Overall, there’s a lesson that proactive, forward-looking risk management with a robust framework is needed, rather than backward-looking measurement of what has happened. It is no longer acceptable to simply react and adapt when crisis hits, as our experience with the COVID-19 pandemic has shown repeatedly.

Lesson 2: Unity of systems and practices is vital

Regarding Citibank, the OCC repeatedly stressed the importance of consistent practices, systems and processes across the whole company. For example, in terms of data, the OCC highlighted the fact that Citibank had multiple systems housing data, which increased the risk of an information security incident.  

On a very basic level, if your organisation lacks consistency in how it measures and records data from one department to the next, how can you expect to gain insight into the risks you face as a whole organization and make informed decisions on how to mitigate them? The “Umbrella function”—a lead function that sets the framework, the taxonomy and owns—is key to this.

Ensuring your organization’s systems, processes and practices are consistently implemented across the organization should be a priority. It is also worth thinking about the impact of the pandemic. Working from home has meant that many processes have been amended to make them workable. These changes were all made by necessity and tried to strike a balance between enabling productivity and minimizing risk. It is important to review these decisions now, ensuring that with more hindsight the balance between risk and productivity is still right.

Lesson 3: Operational risk should have a seat at the board table

The third and perhaps most important lesson is that operational risk needs to be on the agenda at the board level, with board members and senior managers being ultimately accountable for its oversight. As if to make the point, the Fed and OCC’s actions come less than a month after Citigroup announced that Michael Corbat, its chief executive since 2012, will retire in February. With the stakes this high, the case for operational risk having a seat at the table are compelling.

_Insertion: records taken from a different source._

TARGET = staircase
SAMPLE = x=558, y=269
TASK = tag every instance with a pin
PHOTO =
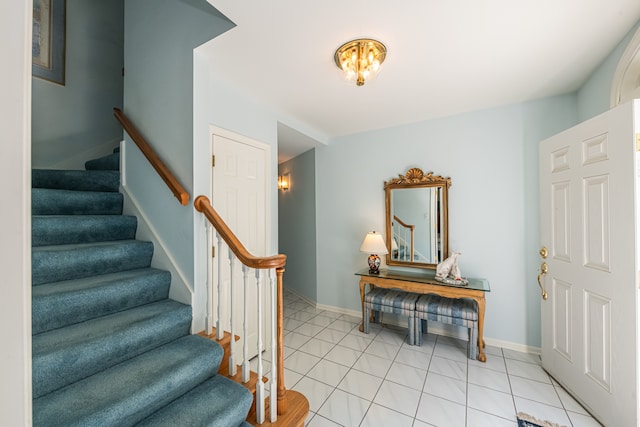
x=109, y=347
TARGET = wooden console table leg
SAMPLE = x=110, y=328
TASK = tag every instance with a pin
x=362, y=285
x=481, y=306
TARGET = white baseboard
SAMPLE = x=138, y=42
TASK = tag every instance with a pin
x=436, y=328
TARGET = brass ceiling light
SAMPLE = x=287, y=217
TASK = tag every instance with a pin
x=360, y=59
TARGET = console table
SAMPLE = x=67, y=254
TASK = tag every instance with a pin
x=425, y=283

Providing board members and senior managers with the insight to in turn provide the oversight that the regulators want will require training, as well as improved data and better issue escalation processes.

As the ORX and McKinsey study The Future of Operational Risk stated, “Operational risk management needs to step forward and step up by engaging with the business and ensuring better coordination between different functions, such as operational risk, compliance and IT.” Without this, and with multiple areas all having their own reporting and escalation procedures, senior managers will find it hard to tell the wheat from the chaff when it comes to risk. Access to key decision makers is essential, as the shared insight with and between the business functions to support their decision making is invaluable.

The OCC intervention comes at an interesting time for operational risk managers. The changing business environment means that risk management needs to adapt, becoming quicker and more responsive, while financial pressures mean risk managers are being asked to do more with few additional resources. Risk professionals are looking at ways to simplify their frameworks and focus on the key material risks. Now they have added the implications of the Citibank fines into that mix.

Roland Kennett is director of membership for ORX.